New clause 1 introduces a power for the Secretary of State to create a medical device information system through regulations for the purposes of the safety and performance, including the clinical effectiveness, of devices; the safety of individuals who receive or are treated with a medical device; and the improvement of medical devices’ safety and performance through advances in technology.
The new clause has a number of detailed subsections because there are a number of considerations that Members will wish to know are being taken into account in the light of the productive discussions that have been had in this place and elsewhere about the important question of patient safety and the system’s capacity to protect us all.

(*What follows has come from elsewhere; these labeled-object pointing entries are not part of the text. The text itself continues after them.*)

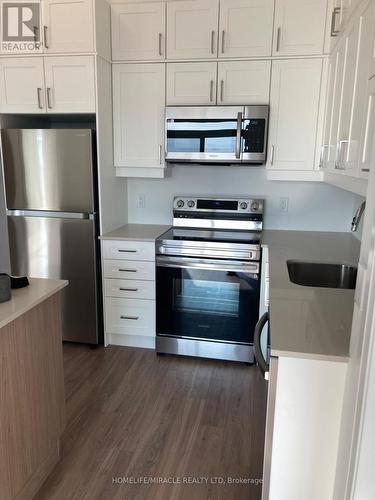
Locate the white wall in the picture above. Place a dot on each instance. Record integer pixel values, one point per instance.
(312, 206)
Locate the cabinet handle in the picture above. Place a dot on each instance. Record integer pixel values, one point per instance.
(160, 154)
(238, 135)
(322, 148)
(45, 31)
(223, 41)
(49, 100)
(160, 44)
(211, 90)
(40, 102)
(272, 154)
(339, 154)
(278, 39)
(334, 31)
(213, 42)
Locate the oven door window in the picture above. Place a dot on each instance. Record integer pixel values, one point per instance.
(207, 304)
(201, 136)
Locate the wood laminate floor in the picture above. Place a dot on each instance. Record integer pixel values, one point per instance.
(132, 414)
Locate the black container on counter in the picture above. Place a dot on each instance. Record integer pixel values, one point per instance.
(5, 292)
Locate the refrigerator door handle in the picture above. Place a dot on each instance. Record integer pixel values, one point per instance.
(55, 215)
(262, 363)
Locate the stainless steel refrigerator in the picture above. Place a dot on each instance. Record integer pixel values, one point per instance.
(51, 198)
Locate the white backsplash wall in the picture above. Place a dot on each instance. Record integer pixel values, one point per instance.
(312, 206)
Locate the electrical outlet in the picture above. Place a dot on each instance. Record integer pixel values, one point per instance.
(141, 200)
(284, 204)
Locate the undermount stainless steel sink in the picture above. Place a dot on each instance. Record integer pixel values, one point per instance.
(322, 274)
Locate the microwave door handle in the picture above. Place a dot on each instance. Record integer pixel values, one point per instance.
(261, 362)
(238, 136)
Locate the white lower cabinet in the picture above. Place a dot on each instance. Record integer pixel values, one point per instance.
(129, 293)
(294, 108)
(304, 408)
(191, 83)
(138, 118)
(245, 82)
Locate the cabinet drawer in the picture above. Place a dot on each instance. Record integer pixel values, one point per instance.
(130, 316)
(129, 269)
(129, 289)
(133, 250)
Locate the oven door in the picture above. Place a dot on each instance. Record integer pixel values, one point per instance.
(204, 134)
(207, 299)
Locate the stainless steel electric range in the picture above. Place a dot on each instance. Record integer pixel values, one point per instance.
(208, 278)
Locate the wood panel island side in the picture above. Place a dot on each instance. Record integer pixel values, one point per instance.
(32, 402)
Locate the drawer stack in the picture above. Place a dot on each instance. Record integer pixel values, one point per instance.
(129, 293)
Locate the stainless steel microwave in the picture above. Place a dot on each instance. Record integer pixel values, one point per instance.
(216, 134)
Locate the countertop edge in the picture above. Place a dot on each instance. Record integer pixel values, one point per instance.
(313, 357)
(60, 284)
(136, 232)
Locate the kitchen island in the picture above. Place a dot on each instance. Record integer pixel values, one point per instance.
(310, 328)
(32, 403)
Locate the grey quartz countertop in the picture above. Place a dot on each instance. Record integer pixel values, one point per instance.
(25, 299)
(136, 232)
(305, 321)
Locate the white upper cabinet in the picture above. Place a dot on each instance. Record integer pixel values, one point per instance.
(22, 85)
(245, 28)
(70, 84)
(348, 88)
(333, 145)
(191, 83)
(245, 82)
(368, 134)
(192, 29)
(68, 26)
(138, 31)
(294, 104)
(299, 27)
(138, 114)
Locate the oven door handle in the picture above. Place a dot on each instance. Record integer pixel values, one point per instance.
(259, 358)
(207, 264)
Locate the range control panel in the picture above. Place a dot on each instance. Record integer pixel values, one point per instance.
(221, 205)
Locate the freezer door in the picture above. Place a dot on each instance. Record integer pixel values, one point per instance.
(44, 247)
(48, 169)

To be clear, some of the matters covered by the clause can be dealt with already, under the Health and Social Care Act 2012. That Act established the Health and Social Care Information Centre, otherwise known as NHS Digital, and allows for the Secretary of State to issue a direction, asking NHS Digital to collect data in respect of the NHS in England. It is under that Act that the Secretary of State sought to act late last year, by issuing a direction to NHS Digital to begin to collect data with regard to implanted devices in England so that we could begin to build a picture.
However, this issue affects the whole UK and patients in all four nations. Devices are also implanted in private institutions by providers who are under no obligation to provide data to a central system if they are not working under contract to the national health service.
In their amendments in Committee, Members referred to device registries. We have a number of existing device registries in this country and a global exemplar in the National Joint Registry, which describes its own mission as
“Working for patients, driving forward quality”.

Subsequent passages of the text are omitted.